We now show how the group-selection model of Traulsen and Nowak (2006) can be represented as an MCEP:
Example 5.2
(Group Selection model (\(\hbox {MCEP}_{\text {group}}\))): We fix an N and T for process E. For all individuals in E, \(\phi _{nt}\in \{C,D,{{\,\mathrm{null}\,}}\}\), where C and D represent cooperators and defectors respectively. \(e_{nt}\in \{1\ldots M\}\) represents the group membership of an individual (where M is the maximum number of groups), and fitness \(w_{nt}\) is determined by the expected pay-off for an individual when interacting with other members of the same group according to a fixed game matrix (see Traulsen and Nowak 2006). A maximum group-size is fixed at \(N_G\), such that \(N=N_G M\). The heritability and environmental kernels (h and \(\hbar\)) enforce strict inheritance of phenotype and group membership (with the exception noted below), while structure kernel i implements Moran dynamics (Eq. 7), so long as doing so will not allow a group to exceed \(N_G\); otherwise, with probability \((1-q)\) a random individual from the same group dies, and with probability q the group divides (implemented by the environmental kernel as a random partition) while all members of another uniformly chosen group die. Since the population number may fluctuate below N, \({{\,\mathrm{null}\,}}\) values are used to ‘pad’ the population as required.
For process F, we set the population size to be M and the number of time-steps to be T. We map \(t=1\) in F to the first time-point in E, and subsequent time-points in F to the times at which the 1st, 2nd, 3rd... group divisions occurred in E. The ‘individuals’ in F correspond to the groups in E; hence, we let \(\phi _{nt}=(\nu _n,C_n)\) , where \(\nu _n\) is the number of individuals in group n at time \(\mu (t)\) in E, and \(C_n\) is the proportion of cooperators in group n (we set \(\phi _{nt}={{\,\mathrm{null}\,}}\) if \(\nu _n=0\) ). In F, \(e_{nt}=\{\}\) . We can naturally specify the parental map \(\pi _{nt}\) on F by mapping a group at t to the group at \(t-1\) when the groups they correspond to at \(\mu (t)\) and \(\mu (t-1)\) in E are either the same or split from one another. The fitness model can be specified by letting \(w_{nt}\) be the probability that group n will split first (in the context of all other groups). The structure kernel i then simply needs to implement Moran dynamics, unless the number of groups is less than \(N_G\) , in which case a \({{\,\mathrm{null}\,}}\) group is chosen for replacement in place of uniform sampling. The heritability kernel in F then needs to implement a conditional distribution over \(\phi _t\) corresponding to the joint distribution over the sizes and cooperator prevalences in group at t, given that a particular group from the previous generation divided first (we note that since, in general, dependencies will be induced between the group phenotypes by the intervening dynamics in E, the unfactorized version of the heritability kernel in Eq. 2 must be used). Time-points in F following the last time-point for which \(\mu (t)\) is assigned are padded with \({{\,\mathrm{null}\,}}\) phenotype values (clearly, \(|F|_T<T\) , since at most \(T-1\) group divisions can occur in E).
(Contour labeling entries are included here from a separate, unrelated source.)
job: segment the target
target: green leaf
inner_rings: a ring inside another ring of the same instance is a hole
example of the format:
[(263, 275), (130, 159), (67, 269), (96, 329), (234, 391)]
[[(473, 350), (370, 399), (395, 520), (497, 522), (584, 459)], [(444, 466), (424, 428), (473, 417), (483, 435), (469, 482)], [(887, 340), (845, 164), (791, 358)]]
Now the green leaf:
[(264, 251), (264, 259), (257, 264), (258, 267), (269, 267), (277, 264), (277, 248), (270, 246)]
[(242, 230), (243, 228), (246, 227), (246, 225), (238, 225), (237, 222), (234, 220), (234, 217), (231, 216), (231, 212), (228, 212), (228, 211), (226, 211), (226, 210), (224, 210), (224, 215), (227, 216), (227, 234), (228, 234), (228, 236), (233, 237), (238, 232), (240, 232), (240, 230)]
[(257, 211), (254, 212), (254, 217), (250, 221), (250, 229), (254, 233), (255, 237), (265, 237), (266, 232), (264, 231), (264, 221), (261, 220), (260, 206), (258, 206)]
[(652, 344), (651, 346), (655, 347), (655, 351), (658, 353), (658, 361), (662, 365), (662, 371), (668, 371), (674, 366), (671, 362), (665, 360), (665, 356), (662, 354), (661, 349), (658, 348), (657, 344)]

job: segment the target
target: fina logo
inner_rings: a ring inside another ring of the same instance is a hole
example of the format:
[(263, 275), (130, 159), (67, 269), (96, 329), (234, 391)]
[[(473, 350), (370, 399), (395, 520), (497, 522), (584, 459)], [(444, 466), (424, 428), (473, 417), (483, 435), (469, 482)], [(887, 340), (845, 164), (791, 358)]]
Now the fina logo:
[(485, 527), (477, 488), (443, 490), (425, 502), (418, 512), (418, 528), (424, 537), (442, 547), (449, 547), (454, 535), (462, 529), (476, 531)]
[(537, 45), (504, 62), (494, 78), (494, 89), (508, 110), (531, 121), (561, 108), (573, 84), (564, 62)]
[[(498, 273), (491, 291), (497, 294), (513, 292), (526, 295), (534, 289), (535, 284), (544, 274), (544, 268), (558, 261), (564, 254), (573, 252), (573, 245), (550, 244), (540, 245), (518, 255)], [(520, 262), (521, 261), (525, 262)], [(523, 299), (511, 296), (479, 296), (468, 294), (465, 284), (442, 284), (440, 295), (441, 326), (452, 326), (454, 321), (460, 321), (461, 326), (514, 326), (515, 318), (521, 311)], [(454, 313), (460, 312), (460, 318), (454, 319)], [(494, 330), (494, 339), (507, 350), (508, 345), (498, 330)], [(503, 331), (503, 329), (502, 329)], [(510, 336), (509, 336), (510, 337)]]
By construction, the pair of CEPs E and F above form a 2-level MCEP. For the required transformation, we simply take \(\tau\) to map a configuration in E to the configuration in F which consistently represents the sizes and proportions of cooperators in each group a at the times \(\mu (0), \mu (1)\ldots\) by \((\nu _{a0},C_{a0}),\) \((\nu _{a1},C_{a1}),\ldots\). For the mapping \(\omega\) we must be careful to restrict the interventions allowed on E to those which fix all phenotypes and environments at a given time t. With this restriction, these can be mapped many-to-one onto interventions in F which match the induced group characteristics. The first two conditions in Definition 5.1are satisfied by construction, while the third follows since a change in phenotype of a individual in E at a time point \(\mu (t)\) necessarily induces a change in the proportion of cooperators in one group, and hence changes \(\phi _t\) in F.
We note that the \(\hbox {MCEP}_{\text {group}}\) example above illustrates how the division and complexity of interactions between individuals and environment may depend on the level at which an evolutionary process is viewed (as well as the particular representation): In process E, group indices are considered environmental variables, which induce complex inter-dependencies in the fitnesses and heritabilities (phenotypic and environmental) between individuals; however, in process F, the groups are themselves considered individuals with their own properties, and much of the complexity at the underlying level is folded into the heritability of group phenotypes, along with a simpler fitness model.
Before outlining our final example, we introduce a general kind of MCEP over multiple temporal levels:
Definition 5.3
(Regular MCEP with multiple time-scales (\(\hbox {MCEP}_{\text {temp}}\))): An \(\hbox {MCEP}_{\text {temp}}\) is an MCEP over processes E and F with total time-steps \(T_E\) and \(T_F\), where \(T_E=T_F T_S\) (with \(T_S>1\) a ‘temporal scaling factor’), and \(\mu (t) = t\cdot T_S\). The transformation \(\tau\) involves the projection of all phenotype and environmental variables in E onto their values at \(\{\mu (0),\mu (1),\ldots \}\), while the variable \(\pi _{nt}\) in F is set to the ancestor of n at time-step \(\mu (t-1)\) in E. The fitness variable \(w_{nt}\) in F is set to the absolute number of offspring of n at \(t+1\), and a classical fitness model is used as in Eq. 5. In general, the fitness, heritability and environmental kernels in F will need to take unfactorized forms to capture the complex dependencies induced by the low-level dynamics in E. Further, we restrict interventions in E to interventions on the phenotypes and environments of variables at \(\{\mu (0),\mu (1),\ldots \}\), and map these to corresponding interventions in F.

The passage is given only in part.